Elektra admits loving her father despite his selfishness and mistakes of his youth until one day her world perception was suddenly changed by a shocking discovery: her father had a long-term girlfriend. The epiphany that she had developed as a result of this turning point was that ‘human life is pragmatically assembled on the amoral principles of lying to each other and that the only way to emerge though this environment of lying is to invent another lie’. Thus, a critical event related to in-family betrayal of diasporic values gave rise to a ‘self’ mini-theory in defence of moral value manipulation, which would later include a strong element of femininity politics for Elektra.
In the meantime, Elektra, who already had two small children, was desperately searching for a possibility to divorce her husband. She was abstaining from making an official divorce claim because she still felt like a diasporic Greek woman, who would become a complete disappointment for all her family. So she was looking for a round-about-way to initiate the separation. Her husband was a well-to-do-man, running lucrative family business in New York, which suddenly became a target for local mafia attacks. To save their lives and especially the lives of their children, Elektra very quickly relocated to Greek, to the home village of her parents, where she has been living in their ancestral house for almost 10 years at the time of the interview.
In Greece, she was welcomed as local people remembered her mother very positively and after all she was a mater familia saving her children from the evils of America. She settled in the abandoned ancestral house, which she and her rich husband renovated. She was therefore seen as ‘a mature Greek returning home because it was the best place’. Her maternal relatives helped her to establish her own real estate firm while her US degree and prior experience of running her husband’s firm were seen as the proof of her professionalism. She proudly says, ‘My business is important and I know how to run it. That is why I am wanted and respected here – for my American professionalism, which local people here do not have’.

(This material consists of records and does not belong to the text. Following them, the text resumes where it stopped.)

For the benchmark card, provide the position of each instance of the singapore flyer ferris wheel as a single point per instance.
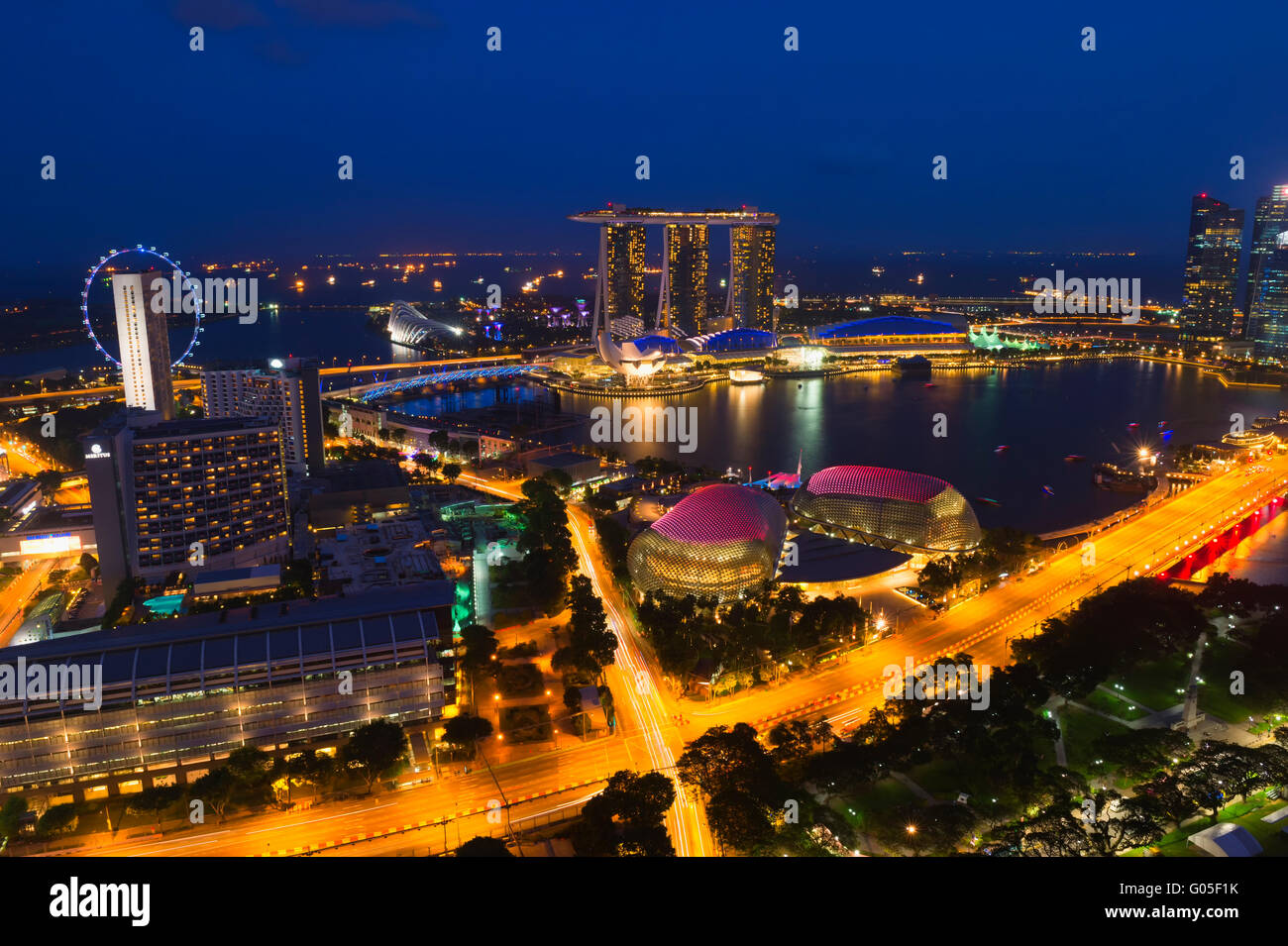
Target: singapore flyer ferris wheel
(174, 265)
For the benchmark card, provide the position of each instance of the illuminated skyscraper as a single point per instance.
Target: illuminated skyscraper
(141, 327)
(1211, 269)
(683, 299)
(287, 392)
(171, 495)
(751, 277)
(1266, 297)
(625, 271)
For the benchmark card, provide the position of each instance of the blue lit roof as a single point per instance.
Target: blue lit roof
(735, 339)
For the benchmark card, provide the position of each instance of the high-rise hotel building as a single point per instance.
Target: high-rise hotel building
(751, 277)
(1211, 270)
(625, 270)
(683, 300)
(1266, 296)
(159, 486)
(288, 392)
(145, 340)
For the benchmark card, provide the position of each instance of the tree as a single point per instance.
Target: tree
(56, 819)
(155, 800)
(483, 847)
(561, 480)
(738, 820)
(728, 758)
(250, 770)
(614, 540)
(480, 644)
(592, 645)
(11, 816)
(465, 731)
(1120, 824)
(546, 543)
(215, 789)
(51, 481)
(626, 819)
(572, 697)
(375, 748)
(1141, 752)
(601, 501)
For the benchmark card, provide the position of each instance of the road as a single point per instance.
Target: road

However, being bored with the everyday local life and still wanting to divorce her husband, Elektra began dating local men, who invested in her business though at the detriment of her reputation. She eventually ended up in a long-term relationship with a colleague, who was her neighbour, married and father of her younger daughter’s best friend. The situation was silently tolerated by all (the man, his wife and Elektra) as in her own words ‘This is what everybody here does, and this is fine until it is detected’.

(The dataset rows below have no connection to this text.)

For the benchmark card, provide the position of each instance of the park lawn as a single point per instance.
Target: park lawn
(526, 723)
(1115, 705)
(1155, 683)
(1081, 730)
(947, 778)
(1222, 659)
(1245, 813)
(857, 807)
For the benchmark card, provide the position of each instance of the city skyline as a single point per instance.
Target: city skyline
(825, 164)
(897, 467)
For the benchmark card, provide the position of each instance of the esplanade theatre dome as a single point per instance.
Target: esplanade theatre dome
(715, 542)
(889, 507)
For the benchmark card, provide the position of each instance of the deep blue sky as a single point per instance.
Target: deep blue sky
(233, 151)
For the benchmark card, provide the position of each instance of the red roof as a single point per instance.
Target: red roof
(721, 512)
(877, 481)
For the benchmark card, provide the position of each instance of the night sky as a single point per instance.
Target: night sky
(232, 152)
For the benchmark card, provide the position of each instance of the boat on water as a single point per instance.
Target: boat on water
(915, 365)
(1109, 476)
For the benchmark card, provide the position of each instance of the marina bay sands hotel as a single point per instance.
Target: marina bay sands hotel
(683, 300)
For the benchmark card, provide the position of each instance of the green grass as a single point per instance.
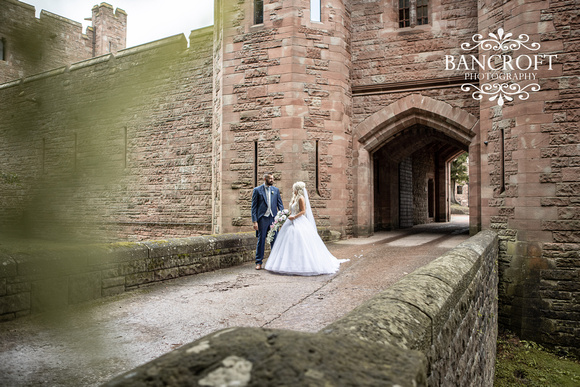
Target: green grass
(525, 363)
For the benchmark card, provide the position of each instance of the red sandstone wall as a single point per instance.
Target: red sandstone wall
(36, 45)
(537, 214)
(115, 147)
(404, 58)
(285, 86)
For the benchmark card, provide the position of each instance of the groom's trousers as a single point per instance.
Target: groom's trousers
(263, 226)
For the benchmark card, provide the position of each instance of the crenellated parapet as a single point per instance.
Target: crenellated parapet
(32, 45)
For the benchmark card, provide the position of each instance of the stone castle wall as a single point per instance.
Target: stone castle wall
(285, 97)
(531, 177)
(115, 147)
(33, 46)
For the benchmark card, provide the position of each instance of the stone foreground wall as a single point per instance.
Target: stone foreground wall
(436, 327)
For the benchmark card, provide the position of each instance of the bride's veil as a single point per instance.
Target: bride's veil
(309, 214)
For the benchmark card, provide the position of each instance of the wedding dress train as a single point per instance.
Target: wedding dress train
(299, 249)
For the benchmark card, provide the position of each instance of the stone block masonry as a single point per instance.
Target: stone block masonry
(51, 278)
(117, 147)
(436, 327)
(32, 46)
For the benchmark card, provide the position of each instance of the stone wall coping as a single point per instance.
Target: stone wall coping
(7, 85)
(77, 259)
(45, 14)
(268, 356)
(387, 341)
(178, 40)
(420, 301)
(90, 62)
(22, 4)
(45, 74)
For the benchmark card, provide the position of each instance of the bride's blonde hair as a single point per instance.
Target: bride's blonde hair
(297, 191)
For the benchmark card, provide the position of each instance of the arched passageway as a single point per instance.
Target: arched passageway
(404, 155)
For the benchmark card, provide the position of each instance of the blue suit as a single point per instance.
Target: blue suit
(259, 209)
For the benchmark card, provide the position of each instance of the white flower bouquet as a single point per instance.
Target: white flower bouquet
(279, 220)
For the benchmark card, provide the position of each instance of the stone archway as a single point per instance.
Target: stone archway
(422, 119)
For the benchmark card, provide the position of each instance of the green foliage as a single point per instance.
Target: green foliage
(459, 169)
(526, 363)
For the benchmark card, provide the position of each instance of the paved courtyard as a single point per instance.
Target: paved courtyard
(89, 344)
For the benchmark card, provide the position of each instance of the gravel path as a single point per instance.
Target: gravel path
(89, 344)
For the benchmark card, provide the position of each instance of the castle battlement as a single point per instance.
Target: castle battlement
(34, 45)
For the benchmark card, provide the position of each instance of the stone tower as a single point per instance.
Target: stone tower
(282, 104)
(109, 29)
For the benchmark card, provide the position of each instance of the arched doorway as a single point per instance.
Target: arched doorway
(404, 153)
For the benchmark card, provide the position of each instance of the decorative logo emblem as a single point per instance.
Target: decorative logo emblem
(499, 66)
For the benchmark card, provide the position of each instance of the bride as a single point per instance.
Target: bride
(298, 248)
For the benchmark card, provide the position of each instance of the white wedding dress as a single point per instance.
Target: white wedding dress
(298, 248)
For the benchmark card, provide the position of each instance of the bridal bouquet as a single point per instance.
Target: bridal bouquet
(279, 220)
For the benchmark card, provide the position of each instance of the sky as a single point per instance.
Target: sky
(147, 20)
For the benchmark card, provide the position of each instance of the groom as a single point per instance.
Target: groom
(266, 202)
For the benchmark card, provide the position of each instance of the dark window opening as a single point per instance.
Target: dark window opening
(431, 197)
(125, 153)
(43, 156)
(422, 12)
(317, 179)
(315, 10)
(255, 163)
(502, 160)
(404, 13)
(258, 11)
(75, 153)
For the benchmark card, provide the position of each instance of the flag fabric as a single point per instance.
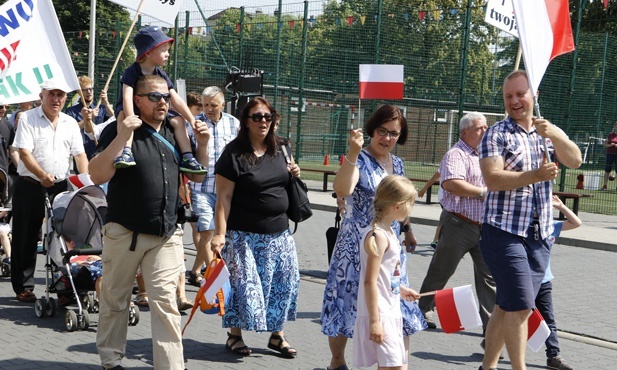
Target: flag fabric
(165, 11)
(81, 180)
(381, 81)
(215, 281)
(545, 32)
(457, 309)
(32, 51)
(537, 330)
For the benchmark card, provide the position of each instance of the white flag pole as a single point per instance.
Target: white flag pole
(92, 40)
(126, 39)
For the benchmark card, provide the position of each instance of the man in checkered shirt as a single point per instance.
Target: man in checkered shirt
(518, 215)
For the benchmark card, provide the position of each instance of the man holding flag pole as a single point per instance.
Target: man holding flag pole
(518, 213)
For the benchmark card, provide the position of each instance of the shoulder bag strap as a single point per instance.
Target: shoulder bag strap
(163, 140)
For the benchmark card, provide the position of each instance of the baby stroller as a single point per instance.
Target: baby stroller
(77, 216)
(6, 193)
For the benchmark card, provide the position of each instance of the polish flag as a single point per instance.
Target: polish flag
(215, 280)
(81, 180)
(381, 81)
(545, 32)
(537, 330)
(457, 309)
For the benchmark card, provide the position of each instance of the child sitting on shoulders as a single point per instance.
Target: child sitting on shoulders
(378, 331)
(152, 53)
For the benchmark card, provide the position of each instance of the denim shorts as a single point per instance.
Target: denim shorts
(203, 206)
(517, 264)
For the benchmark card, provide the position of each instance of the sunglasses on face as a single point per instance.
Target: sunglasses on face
(156, 97)
(257, 117)
(383, 133)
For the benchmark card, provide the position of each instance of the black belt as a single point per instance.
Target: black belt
(30, 179)
(466, 219)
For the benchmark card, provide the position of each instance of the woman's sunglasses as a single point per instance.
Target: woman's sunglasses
(257, 117)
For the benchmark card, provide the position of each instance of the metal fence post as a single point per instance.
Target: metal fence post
(301, 85)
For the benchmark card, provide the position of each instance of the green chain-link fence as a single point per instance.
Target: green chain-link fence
(309, 52)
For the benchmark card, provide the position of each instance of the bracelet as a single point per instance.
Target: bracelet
(350, 162)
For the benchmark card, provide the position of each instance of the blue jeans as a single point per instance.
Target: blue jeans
(544, 304)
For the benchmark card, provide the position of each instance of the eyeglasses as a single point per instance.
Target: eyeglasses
(383, 133)
(257, 117)
(156, 97)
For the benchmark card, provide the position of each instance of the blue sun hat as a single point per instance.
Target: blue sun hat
(149, 38)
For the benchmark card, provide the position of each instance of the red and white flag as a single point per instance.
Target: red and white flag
(457, 309)
(381, 81)
(537, 330)
(81, 180)
(215, 281)
(545, 32)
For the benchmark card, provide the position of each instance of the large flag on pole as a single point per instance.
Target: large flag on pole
(32, 50)
(545, 32)
(381, 81)
(164, 11)
(457, 309)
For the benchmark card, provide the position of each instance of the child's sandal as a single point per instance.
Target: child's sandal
(287, 351)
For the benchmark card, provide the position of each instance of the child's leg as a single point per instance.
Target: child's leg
(189, 163)
(6, 243)
(126, 158)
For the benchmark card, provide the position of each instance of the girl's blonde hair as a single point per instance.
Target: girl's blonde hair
(392, 190)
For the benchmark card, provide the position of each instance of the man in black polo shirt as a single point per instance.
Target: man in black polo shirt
(141, 225)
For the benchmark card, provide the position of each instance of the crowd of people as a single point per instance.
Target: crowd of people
(143, 152)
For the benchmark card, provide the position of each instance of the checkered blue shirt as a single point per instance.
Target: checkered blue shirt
(513, 210)
(221, 133)
(461, 163)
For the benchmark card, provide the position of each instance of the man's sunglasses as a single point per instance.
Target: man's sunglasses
(156, 97)
(257, 117)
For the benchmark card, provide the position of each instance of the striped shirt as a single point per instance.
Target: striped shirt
(514, 210)
(461, 162)
(221, 133)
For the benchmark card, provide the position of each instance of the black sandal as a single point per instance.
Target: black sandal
(242, 351)
(287, 351)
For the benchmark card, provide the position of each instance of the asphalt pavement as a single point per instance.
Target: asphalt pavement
(583, 262)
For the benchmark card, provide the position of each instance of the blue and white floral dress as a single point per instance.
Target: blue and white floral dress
(338, 313)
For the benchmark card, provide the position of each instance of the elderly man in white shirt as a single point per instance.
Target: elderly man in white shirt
(46, 139)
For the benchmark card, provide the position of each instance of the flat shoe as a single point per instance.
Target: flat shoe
(242, 350)
(287, 351)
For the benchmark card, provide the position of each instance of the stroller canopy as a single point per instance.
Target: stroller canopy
(79, 215)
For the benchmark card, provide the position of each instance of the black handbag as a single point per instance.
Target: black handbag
(299, 205)
(332, 233)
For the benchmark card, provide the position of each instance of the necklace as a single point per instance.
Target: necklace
(383, 164)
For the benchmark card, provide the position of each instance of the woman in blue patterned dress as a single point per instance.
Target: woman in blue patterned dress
(356, 180)
(252, 232)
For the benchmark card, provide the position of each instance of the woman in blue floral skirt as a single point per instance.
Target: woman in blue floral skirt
(356, 181)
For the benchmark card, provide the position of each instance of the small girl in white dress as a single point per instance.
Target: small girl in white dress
(378, 337)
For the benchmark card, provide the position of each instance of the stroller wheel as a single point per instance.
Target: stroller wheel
(133, 315)
(84, 321)
(39, 308)
(50, 307)
(70, 320)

The situation drastically changed after the affair became known in the community, and it also exposed her children and the whole family to the fierce criticisms from other parents at school. Elektra admits now having a very negative reputation and feeling torn among three different categorizations imposed by the community: ‘the new Greek business woman’, ‘a slut from New York’ or ‘her impudent father’s daughter – an apple from the same tree’. As she concludes, ‘This is how they actually remember that I am still someone’. Such a disclosure of her private life had actually become her second turning point, having facilitated her stigma mobility and epiphany towards the customization of stigma.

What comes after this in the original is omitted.